The Eversholt deal underlines Li’s status as one of the biggest foreign investors in the UK. As well as his Three mobile network, Li’s empire here includes Northumbrian Water, UK Power Networks, Felixstowe container port and the Superdrug pharmacy chain. In Ireland, Hutchison Whampoa already owns the O2 business, which it bought from Telefonica almost two years ago for €850 million.
While Hutchison Whampoa has confirmed it is in exclusive talks to buy O2 from Spain’s heavily indebted Telefonica, the negotiations are expected to take several weeks.
Money will not be a problem for billionaire Li – one of the richest men in the world, he is estimated to be worth more than $30 billion and was only recently toppled from his spot at the top of Asia’s rich list by Alibaba’s Jack Ma.
Upheaval in sector
The combination of the two operators will also cut the number of mobile network owners in the UK from four to three, raising the prospect of reduced competition.
Consumer groups have expressed concerns bills could rise and the regulators, both in the UK and EU, will certainly take a close look at the tie-up.
As Richard Lloyd, head of consumer group Which? said, “Fewer players in an essential market like telecoms is rarely a good thing for consumers.” He pointed out both Three and O2 already “ have work to do” to improve customer ratings.
Hutchison is no stranger to the European telecoms – in 1994, it launched the Orange mobile network in the UK, but sold it at the height of the dotcom boom five years later.
Its ambitious move in the UK mobile market comes at a time of huge change for the industry, with the rapid rise in the use of smartphones for downloading data and the growing trend towards “bundling” deals for consumers, with “quad-play” offers combining pay-TV, broadband, fixed-line phones and mobile packages.
Meanwhile BT, which also considered a bid for O2, is in negotiations with the EE network, jointly owned by Deutsche Telekom and Hutchison’s former business, Orange.

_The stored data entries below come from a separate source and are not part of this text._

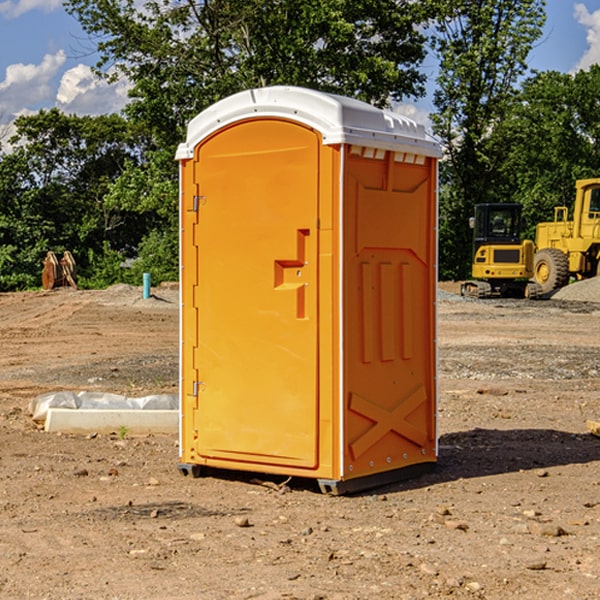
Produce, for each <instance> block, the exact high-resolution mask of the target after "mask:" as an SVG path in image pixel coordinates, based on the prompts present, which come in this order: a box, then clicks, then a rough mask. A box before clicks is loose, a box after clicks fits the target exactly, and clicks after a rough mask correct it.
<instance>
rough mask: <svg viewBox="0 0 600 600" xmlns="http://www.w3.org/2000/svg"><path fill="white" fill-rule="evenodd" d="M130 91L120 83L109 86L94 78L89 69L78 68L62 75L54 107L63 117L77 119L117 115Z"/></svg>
mask: <svg viewBox="0 0 600 600" xmlns="http://www.w3.org/2000/svg"><path fill="white" fill-rule="evenodd" d="M129 88H130V86H129V84H128V83H127V82H126V81H123V80H121V81H118V82H116V83H113V84H109V83H107V82H106V81H104V80H102V79H100V78H99V77H96V76H95V75H94V73H93V72H92V70H91V69H90V67H88V66H86V65H81V64H80V65H77V66H76V67H73V68H72V69H69V70H68V71H65V73H64V74H63V76H62V78H61V80H60V85H59V88H58V93H57V94H56V106H57V107H58V108H60V109H61V110H62V111H63V112H65V113H68V114H73V113H74V114H78V115H101V114H108V113H113V112H119V111H120V110H121V109H122V108H123V107H124V106H125V104H127V100H128V98H127V92H128V90H129Z"/></svg>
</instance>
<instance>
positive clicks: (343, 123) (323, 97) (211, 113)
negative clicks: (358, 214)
mask: <svg viewBox="0 0 600 600" xmlns="http://www.w3.org/2000/svg"><path fill="white" fill-rule="evenodd" d="M268 117H278V118H285V119H290V120H293V121H297V122H299V123H303V124H305V125H307V126H309V127H312V128H314V129H316V130H317V131H319V132H320V133H321V135H322V137H323V144H325V145H331V144H340V143H346V144H353V145H358V146H366V147H369V148H380V149H383V150H394V151H396V152H411V153H415V154H420V155H424V156H433V157H440V156H441V148H440V144H439V143H438V142H437V141H436V140H435V139H434V138H433V137H432V136H430V135H429V134H428V133H427V132H426V131H425V127H424V126H423V125H421V124H418V123H416V122H415V121H413V120H412V119H409V118H408V117H404V116H402V115H399V114H397V113H393V112H391V111H387V110H381V109H379V108H376V107H374V106H371V105H370V104H367V103H366V102H361V101H360V100H354V99H352V98H346V97H344V96H336V95H335V94H327V93H324V92H318V91H315V90H310V89H306V88H301V87H292V86H273V87H265V88H257V89H251V90H245V91H243V92H240V93H238V94H234V95H233V96H229V97H228V98H225V99H223V100H220V101H219V102H217V103H215V104H213V105H212V106H210V107H209V108H207V109H206V110H204V111H202V112H201V113H200V114H199V115H197V116H196V117H195V118H194V119H192V120H191V121H190V123H189V125H188V131H187V138H186V141H185V143H182V144H180V145H179V148H178V149H177V154H176V158H177V159H178V160H183V159H188V158H192V157H193V156H194V147H195V146H197V145H198V144H199V143H200V142H201V141H202V140H203V139H205V138H206V137H208V136H209V135H211V134H212V133H214V132H215V131H217V130H219V129H221V128H222V127H225V126H227V125H230V124H232V123H235V122H236V121H241V120H245V119H249V118H268Z"/></svg>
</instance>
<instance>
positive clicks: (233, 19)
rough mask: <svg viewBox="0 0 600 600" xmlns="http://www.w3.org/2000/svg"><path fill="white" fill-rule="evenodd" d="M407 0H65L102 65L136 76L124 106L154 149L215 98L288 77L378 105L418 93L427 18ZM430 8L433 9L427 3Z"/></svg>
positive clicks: (214, 101) (116, 70) (223, 96)
mask: <svg viewBox="0 0 600 600" xmlns="http://www.w3.org/2000/svg"><path fill="white" fill-rule="evenodd" d="M422 4H423V3H415V2H412V1H411V0H378V1H374V0H304V1H302V2H299V1H298V0H204V1H200V2H196V1H195V0H178V1H175V2H173V0H148V1H146V2H145V3H144V4H143V7H142V8H141V9H140V8H138V7H139V3H138V2H136V1H135V0H126V1H121V0H119V1H117V0H67V2H66V8H67V10H68V11H69V12H70V13H71V14H73V15H74V16H75V17H76V18H77V19H78V20H79V21H80V23H81V25H82V27H83V28H84V30H85V31H86V32H87V33H88V34H89V35H90V36H91V39H92V40H94V41H95V43H96V44H97V49H98V51H99V53H100V60H99V63H98V65H97V67H98V72H100V73H103V74H104V75H105V76H107V77H117V76H119V75H124V76H126V77H127V78H128V79H129V80H130V81H131V82H132V85H133V87H132V90H131V93H130V95H131V98H132V101H131V103H130V105H129V106H128V107H127V109H126V110H127V114H128V115H129V116H130V117H131V118H133V119H134V120H135V121H142V122H144V123H145V124H146V127H147V128H148V131H151V132H152V133H153V135H154V136H155V138H156V141H157V144H158V145H159V146H160V147H164V146H165V144H167V145H174V144H176V143H177V142H178V141H181V139H182V136H183V132H184V128H185V126H186V124H187V122H188V121H189V120H190V119H191V118H192V117H193V116H195V115H196V114H197V113H198V112H200V111H201V110H203V109H204V108H206V107H207V106H209V105H211V104H212V103H214V102H215V101H217V100H219V99H221V98H223V97H225V96H228V95H230V94H232V93H234V92H237V91H240V90H243V89H247V88H251V87H257V86H265V85H273V84H287V85H301V86H307V87H313V88H317V89H320V90H323V91H330V92H337V93H341V94H345V95H349V96H353V97H356V98H360V99H362V100H365V101H367V102H372V103H374V104H377V105H384V104H386V103H388V102H389V100H390V99H396V100H399V99H401V98H403V97H405V96H417V95H420V94H422V93H423V91H424V90H423V83H424V79H425V77H424V75H423V74H421V73H420V72H419V70H418V66H419V64H420V62H421V61H422V60H423V58H424V55H425V48H424V42H425V38H424V36H423V34H422V33H420V32H419V30H418V28H417V25H419V24H420V23H422V22H423V21H424V20H425V18H426V17H427V12H426V8H424V7H423V6H422ZM427 10H429V9H427Z"/></svg>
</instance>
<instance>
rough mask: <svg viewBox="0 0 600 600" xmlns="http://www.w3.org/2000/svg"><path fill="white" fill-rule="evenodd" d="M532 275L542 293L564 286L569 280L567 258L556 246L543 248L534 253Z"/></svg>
mask: <svg viewBox="0 0 600 600" xmlns="http://www.w3.org/2000/svg"><path fill="white" fill-rule="evenodd" d="M533 277H534V280H535V282H536V283H537V284H538V285H539V286H540V288H541V293H542V294H548V293H549V292H551V291H553V290H556V289H559V288H561V287H564V286H565V285H567V283H568V282H569V259H568V258H567V255H566V254H565V253H564V252H562V251H561V250H559V249H558V248H544V249H542V250H539V251H538V252H536V253H535V259H534V264H533Z"/></svg>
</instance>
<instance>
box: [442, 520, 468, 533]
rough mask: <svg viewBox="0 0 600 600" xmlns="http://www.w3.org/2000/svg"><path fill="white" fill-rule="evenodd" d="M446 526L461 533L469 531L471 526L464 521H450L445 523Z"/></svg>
mask: <svg viewBox="0 0 600 600" xmlns="http://www.w3.org/2000/svg"><path fill="white" fill-rule="evenodd" d="M444 525H445V526H446V527H447V528H448V529H459V530H461V531H467V530H468V529H469V525H468V524H467V523H465V522H464V521H456V520H454V519H448V520H446V521H445V522H444Z"/></svg>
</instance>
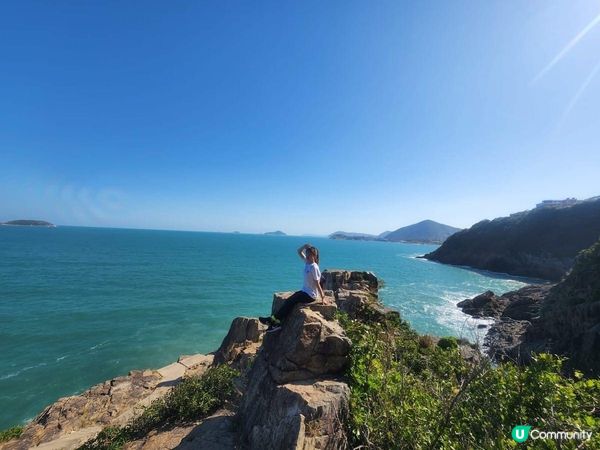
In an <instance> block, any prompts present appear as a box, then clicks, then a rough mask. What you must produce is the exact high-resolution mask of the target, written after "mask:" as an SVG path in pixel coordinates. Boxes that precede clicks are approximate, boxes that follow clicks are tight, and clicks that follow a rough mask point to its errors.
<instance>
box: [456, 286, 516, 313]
mask: <svg viewBox="0 0 600 450" xmlns="http://www.w3.org/2000/svg"><path fill="white" fill-rule="evenodd" d="M507 304H508V300H507V299H505V298H502V297H499V296H497V295H496V294H494V293H493V292H492V291H486V292H484V293H483V294H479V295H477V296H475V297H473V298H468V299H466V300H463V301H462V302H458V303H457V304H456V306H458V307H459V308H460V309H462V311H463V312H464V313H465V314H469V315H470V316H473V317H493V318H496V319H497V318H499V317H500V316H501V315H502V312H503V311H504V308H506V305H507Z"/></svg>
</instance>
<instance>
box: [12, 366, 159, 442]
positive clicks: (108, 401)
mask: <svg viewBox="0 0 600 450" xmlns="http://www.w3.org/2000/svg"><path fill="white" fill-rule="evenodd" d="M161 379H162V376H161V375H160V373H159V372H157V371H154V370H144V371H137V370H136V371H132V372H131V373H130V374H129V375H128V376H124V377H117V378H114V379H112V380H109V381H105V382H104V383H102V384H98V385H96V386H94V387H92V388H91V389H89V390H87V391H86V392H84V393H83V394H81V395H77V396H72V397H64V398H61V399H59V400H58V401H56V402H55V403H53V404H51V405H50V406H48V407H47V408H46V409H44V410H43V411H42V412H41V413H40V414H39V415H38V416H37V417H36V418H35V419H34V420H33V421H32V422H31V423H30V424H28V425H27V426H26V427H25V430H24V431H23V434H22V435H21V437H20V438H19V439H18V440H17V441H13V442H9V443H7V444H6V445H5V447H4V448H6V449H26V448H30V447H33V446H36V445H38V444H40V443H43V442H48V441H52V440H54V439H56V438H57V437H58V436H59V435H63V434H65V433H69V432H71V431H75V430H79V429H82V428H86V427H90V426H96V427H98V429H97V430H96V432H98V431H100V428H101V427H102V426H105V425H108V424H113V423H114V422H115V418H117V417H118V416H119V415H121V413H123V412H124V411H126V410H128V409H129V408H131V405H132V404H133V403H137V402H139V401H141V400H143V399H144V398H145V397H147V396H149V395H150V394H151V393H152V391H153V390H154V389H155V388H156V386H157V385H158V384H159V383H160V381H161Z"/></svg>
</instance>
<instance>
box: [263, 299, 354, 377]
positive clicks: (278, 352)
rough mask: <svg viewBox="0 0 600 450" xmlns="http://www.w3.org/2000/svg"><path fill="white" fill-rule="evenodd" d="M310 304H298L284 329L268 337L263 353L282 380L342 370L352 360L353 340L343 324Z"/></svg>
mask: <svg viewBox="0 0 600 450" xmlns="http://www.w3.org/2000/svg"><path fill="white" fill-rule="evenodd" d="M315 306H316V307H317V308H318V307H319V306H318V305H315ZM310 308H311V306H305V307H300V305H298V306H296V307H294V309H293V310H292V313H291V314H290V316H289V317H288V318H287V320H286V321H285V323H284V324H283V328H282V329H281V331H279V332H277V333H272V334H267V335H266V336H265V338H264V341H263V349H262V351H261V354H262V357H263V358H266V359H268V361H269V372H270V374H271V376H272V377H273V379H274V380H275V382H276V383H278V384H281V383H286V382H289V381H298V380H303V379H309V378H314V377H317V376H320V375H325V374H333V373H338V372H340V371H341V370H343V369H344V367H345V365H346V364H347V362H348V353H349V352H350V345H351V342H350V339H348V338H347V337H346V335H345V333H344V330H343V329H342V327H341V326H340V325H339V324H338V323H337V322H334V321H329V320H326V319H325V318H324V317H323V316H322V315H321V314H320V313H318V312H317V311H313V310H312V309H310Z"/></svg>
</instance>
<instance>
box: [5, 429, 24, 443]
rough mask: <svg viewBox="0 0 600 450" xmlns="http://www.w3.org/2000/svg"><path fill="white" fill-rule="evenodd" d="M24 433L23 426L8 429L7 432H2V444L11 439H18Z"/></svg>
mask: <svg viewBox="0 0 600 450" xmlns="http://www.w3.org/2000/svg"><path fill="white" fill-rule="evenodd" d="M21 433H23V427H22V426H20V425H19V426H15V427H11V428H8V429H7V430H3V431H0V442H6V441H10V440H11V439H16V438H18V437H19V436H21Z"/></svg>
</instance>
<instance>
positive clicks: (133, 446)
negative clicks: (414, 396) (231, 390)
mask: <svg viewBox="0 0 600 450" xmlns="http://www.w3.org/2000/svg"><path fill="white" fill-rule="evenodd" d="M234 416H235V413H234V412H233V411H231V410H228V409H221V410H219V411H217V412H216V413H214V414H212V415H211V416H209V417H207V418H206V419H204V420H202V421H201V422H199V423H194V424H187V425H179V426H174V427H171V428H168V429H165V430H160V431H155V432H152V433H150V434H149V435H148V436H146V437H144V439H139V440H137V441H133V442H129V443H127V444H126V445H125V446H124V447H123V449H124V450H163V449H178V450H182V449H183V450H192V449H193V450H232V449H235V448H239V447H238V446H237V443H236V441H237V433H236V424H235V420H234Z"/></svg>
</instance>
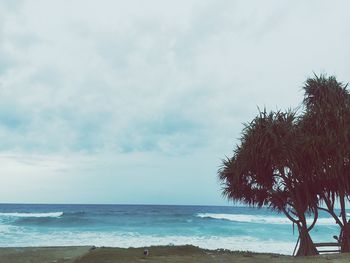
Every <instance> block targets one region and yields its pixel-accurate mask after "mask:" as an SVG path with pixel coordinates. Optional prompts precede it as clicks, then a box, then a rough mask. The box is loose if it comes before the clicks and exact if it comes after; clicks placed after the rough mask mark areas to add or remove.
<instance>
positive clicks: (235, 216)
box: [197, 213, 335, 225]
mask: <svg viewBox="0 0 350 263" xmlns="http://www.w3.org/2000/svg"><path fill="white" fill-rule="evenodd" d="M197 216H198V217H201V218H213V219H219V220H229V221H234V222H244V223H257V224H291V221H290V220H289V219H288V218H287V217H277V216H262V215H244V214H214V213H200V214H197ZM311 221H312V219H310V220H308V222H310V223H311ZM317 224H319V225H334V224H335V221H334V219H333V218H319V219H318V220H317Z"/></svg>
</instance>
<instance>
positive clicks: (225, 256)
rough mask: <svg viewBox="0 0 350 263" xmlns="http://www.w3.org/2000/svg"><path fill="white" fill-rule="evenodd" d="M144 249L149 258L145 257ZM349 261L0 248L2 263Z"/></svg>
mask: <svg viewBox="0 0 350 263" xmlns="http://www.w3.org/2000/svg"><path fill="white" fill-rule="evenodd" d="M144 249H148V251H149V255H148V256H144V255H143V252H144ZM349 261H350V254H349V253H347V254H332V255H330V254H329V255H320V256H315V257H300V258H295V257H292V256H286V255H279V254H271V253H252V252H237V251H228V250H206V249H200V248H198V247H194V246H154V247H148V248H106V247H103V248H95V247H26V248H0V262H1V263H63V262H64V263H99V262H101V263H110V262H115V263H118V262H125V263H126V262H131V263H132V262H158V263H164V262H168V263H175V262H191V263H192V262H193V263H197V262H198V263H200V262H203V263H211V262H213V263H215V262H221V263H226V262H230V263H231V262H235V263H253V262H258V263H259V262H261V263H263V262H272V263H277V262H281V263H289V262H310V263H311V262H318V263H321V262H334V263H343V262H344V263H345V262H349Z"/></svg>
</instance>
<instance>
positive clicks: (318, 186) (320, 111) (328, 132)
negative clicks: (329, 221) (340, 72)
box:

EE, which had been planning to float on the stock market, is the UK market leader and the BT deal could be worth £12.5 billion. BT has said it sees “significant synergies” arising from the deal.
Terms of deal
For BT, it is a return to the mobile industry, which it exited in 2002 when it spun off its BT Cellnet business (now O2). Telefonica bought O2 in 2005 for just under £18 billion.
The BT/EE deal had been thought less likely to worry regulators as, unlike the prospective Hutchison takeover of O2, it will not reduce the number of networks in the UK. But consumer groups are worried, and rival operators such as Vodafone, as well as Virgin and Sky, will be concerned about the growing concentration of ownership.
Just five years ago, the UK had five mobile operators – Vodafone, O2, Orange, T-Mobile and Three. With so much change in prospect, regulators may decide to take the opportunity to launch a full-scale investigation into the entire UK communications market.